Rep. Coleman’s legislation “would allow private citizens to sue anyone who helps a Missouri resident obtain an abortion out of state, using the novel legal strategy behind the restrictive law in Texas that since September has banned abortions in that state after six weeks of pregnancy,” The Washington Post reports.
The Post calls Coleman a “prominent antiabortion lawmaker” but she’s actually the former attorney for a far right-wing anti-abortion and anti-LGBTQ group, the Thomas More Society.
Her official state bio tells her story a bit differently: “In addition to serving in the legislature, her most important job is being a wife and mother. She and her husband, Christopher Coleman, have been married for seventeen years and have six children. Mary Elizabeth practices law at Thomas More Society, a national not-for-profit law firm dedicated to restoring respect in law for life, family, and religious liberty.”

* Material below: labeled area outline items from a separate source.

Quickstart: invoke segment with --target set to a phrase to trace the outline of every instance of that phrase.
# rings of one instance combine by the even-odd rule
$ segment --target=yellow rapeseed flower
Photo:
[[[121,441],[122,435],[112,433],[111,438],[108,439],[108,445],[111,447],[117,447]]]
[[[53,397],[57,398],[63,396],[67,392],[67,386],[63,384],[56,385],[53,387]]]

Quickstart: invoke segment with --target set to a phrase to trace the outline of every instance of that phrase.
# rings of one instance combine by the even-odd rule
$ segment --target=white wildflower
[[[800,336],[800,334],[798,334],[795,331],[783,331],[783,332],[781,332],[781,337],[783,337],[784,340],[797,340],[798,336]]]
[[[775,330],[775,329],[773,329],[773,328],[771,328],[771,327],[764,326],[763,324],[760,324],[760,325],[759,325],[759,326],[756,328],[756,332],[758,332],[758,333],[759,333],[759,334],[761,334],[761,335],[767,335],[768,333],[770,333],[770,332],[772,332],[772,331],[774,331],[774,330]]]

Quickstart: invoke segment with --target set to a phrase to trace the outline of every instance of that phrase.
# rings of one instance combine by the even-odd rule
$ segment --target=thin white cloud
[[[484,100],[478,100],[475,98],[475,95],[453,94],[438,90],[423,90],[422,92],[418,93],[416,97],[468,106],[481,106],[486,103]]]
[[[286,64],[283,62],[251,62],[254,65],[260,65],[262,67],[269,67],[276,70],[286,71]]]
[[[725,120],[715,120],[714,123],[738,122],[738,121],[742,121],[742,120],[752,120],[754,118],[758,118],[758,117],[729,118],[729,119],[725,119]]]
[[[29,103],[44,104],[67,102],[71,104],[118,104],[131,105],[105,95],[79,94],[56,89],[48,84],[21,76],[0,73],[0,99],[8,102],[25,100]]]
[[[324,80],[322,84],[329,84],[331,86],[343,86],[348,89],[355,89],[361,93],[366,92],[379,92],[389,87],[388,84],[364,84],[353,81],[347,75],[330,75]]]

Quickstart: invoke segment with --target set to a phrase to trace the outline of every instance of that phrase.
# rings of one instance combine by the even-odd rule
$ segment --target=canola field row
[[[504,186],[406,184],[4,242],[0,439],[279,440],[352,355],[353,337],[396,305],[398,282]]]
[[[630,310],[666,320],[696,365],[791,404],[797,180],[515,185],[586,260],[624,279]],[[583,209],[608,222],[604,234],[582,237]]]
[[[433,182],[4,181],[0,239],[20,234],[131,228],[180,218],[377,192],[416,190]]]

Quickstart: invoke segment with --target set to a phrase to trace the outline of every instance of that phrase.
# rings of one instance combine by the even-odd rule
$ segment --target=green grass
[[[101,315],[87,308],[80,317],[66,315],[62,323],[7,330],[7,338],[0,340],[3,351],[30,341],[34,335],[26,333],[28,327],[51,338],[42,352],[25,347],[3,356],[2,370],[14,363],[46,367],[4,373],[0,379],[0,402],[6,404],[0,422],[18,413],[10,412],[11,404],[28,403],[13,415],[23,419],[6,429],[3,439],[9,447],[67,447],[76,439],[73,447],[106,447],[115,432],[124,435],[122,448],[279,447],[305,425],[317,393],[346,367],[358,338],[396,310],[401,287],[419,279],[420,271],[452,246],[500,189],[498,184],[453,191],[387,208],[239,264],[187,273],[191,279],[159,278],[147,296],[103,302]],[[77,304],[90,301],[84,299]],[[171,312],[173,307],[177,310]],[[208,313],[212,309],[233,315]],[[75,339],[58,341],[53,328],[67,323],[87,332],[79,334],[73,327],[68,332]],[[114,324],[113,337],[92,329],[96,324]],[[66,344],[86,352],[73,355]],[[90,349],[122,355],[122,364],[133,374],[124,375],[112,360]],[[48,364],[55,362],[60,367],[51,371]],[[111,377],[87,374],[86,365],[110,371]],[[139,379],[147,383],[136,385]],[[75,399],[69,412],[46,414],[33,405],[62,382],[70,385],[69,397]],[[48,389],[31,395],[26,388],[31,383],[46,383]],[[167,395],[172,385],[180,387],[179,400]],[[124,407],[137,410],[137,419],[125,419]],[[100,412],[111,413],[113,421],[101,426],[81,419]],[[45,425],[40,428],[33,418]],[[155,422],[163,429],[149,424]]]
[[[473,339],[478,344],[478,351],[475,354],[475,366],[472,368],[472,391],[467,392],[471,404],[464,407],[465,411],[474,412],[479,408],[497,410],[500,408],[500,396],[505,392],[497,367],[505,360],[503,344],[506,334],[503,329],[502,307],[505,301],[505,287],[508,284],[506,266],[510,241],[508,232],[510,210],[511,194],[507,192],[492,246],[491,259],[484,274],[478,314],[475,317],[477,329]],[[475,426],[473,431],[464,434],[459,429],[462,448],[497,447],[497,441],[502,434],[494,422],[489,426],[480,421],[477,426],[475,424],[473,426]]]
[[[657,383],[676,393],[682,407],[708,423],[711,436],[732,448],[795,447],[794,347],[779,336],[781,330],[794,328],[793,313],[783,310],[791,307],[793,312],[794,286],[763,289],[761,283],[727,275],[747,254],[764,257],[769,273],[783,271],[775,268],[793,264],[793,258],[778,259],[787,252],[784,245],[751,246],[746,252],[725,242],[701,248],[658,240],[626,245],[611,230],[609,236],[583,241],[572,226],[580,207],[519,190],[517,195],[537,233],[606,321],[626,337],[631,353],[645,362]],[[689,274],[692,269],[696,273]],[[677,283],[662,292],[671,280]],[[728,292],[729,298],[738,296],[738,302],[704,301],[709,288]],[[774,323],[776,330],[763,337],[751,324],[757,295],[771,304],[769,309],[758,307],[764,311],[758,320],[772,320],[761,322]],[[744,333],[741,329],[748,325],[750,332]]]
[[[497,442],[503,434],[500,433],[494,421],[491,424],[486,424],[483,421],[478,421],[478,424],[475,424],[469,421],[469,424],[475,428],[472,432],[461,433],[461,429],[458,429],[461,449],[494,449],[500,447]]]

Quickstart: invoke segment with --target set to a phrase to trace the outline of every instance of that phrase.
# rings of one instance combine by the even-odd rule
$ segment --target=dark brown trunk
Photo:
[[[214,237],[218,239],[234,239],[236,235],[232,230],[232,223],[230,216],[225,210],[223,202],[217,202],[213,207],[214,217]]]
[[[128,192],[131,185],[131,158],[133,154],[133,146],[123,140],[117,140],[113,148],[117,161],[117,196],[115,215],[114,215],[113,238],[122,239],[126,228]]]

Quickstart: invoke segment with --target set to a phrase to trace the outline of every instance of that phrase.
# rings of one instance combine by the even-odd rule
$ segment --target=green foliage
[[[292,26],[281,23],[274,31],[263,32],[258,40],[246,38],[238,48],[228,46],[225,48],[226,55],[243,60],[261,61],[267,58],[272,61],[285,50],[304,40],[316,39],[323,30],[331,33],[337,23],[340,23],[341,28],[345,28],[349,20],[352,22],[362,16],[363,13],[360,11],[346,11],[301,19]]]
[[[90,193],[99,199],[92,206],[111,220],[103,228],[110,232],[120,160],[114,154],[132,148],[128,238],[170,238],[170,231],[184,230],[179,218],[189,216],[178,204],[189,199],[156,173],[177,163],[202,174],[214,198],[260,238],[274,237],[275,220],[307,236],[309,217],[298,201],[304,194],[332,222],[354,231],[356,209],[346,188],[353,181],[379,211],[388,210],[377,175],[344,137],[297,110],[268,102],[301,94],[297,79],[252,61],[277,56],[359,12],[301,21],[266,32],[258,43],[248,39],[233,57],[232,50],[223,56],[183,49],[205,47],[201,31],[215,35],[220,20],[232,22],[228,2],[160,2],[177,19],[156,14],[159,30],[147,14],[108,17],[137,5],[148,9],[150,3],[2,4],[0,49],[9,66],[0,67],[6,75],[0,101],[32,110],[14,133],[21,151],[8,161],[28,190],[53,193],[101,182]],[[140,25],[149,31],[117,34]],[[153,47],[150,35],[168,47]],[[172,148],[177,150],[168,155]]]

Coleman’s bill “would target anyone even tangentially involved in an abortion performed on a Missouri resident, including the hotline staffers who make the appointments, the marketing representatives who advertise out-of-state clinics, and the Illinois and Kansas-based doctors who handle the procedure. Her amendment also would make it illegal to manufacture, transport, possess or distribute abortion pills in Missouri.”
Presumably, anyone involved in transporting someone from Missouri to Illinois, too, would become a criminal in the eyes of the state of Missouri, which poses additional constitutional issues.
“Olivia Cappello, the press officer for state media campaigns at Planned Parenthood, called the idea ‘wild’ and ‘bonkers.’ She called the proposal ‘the most extraordinary provision we have ever seen.'”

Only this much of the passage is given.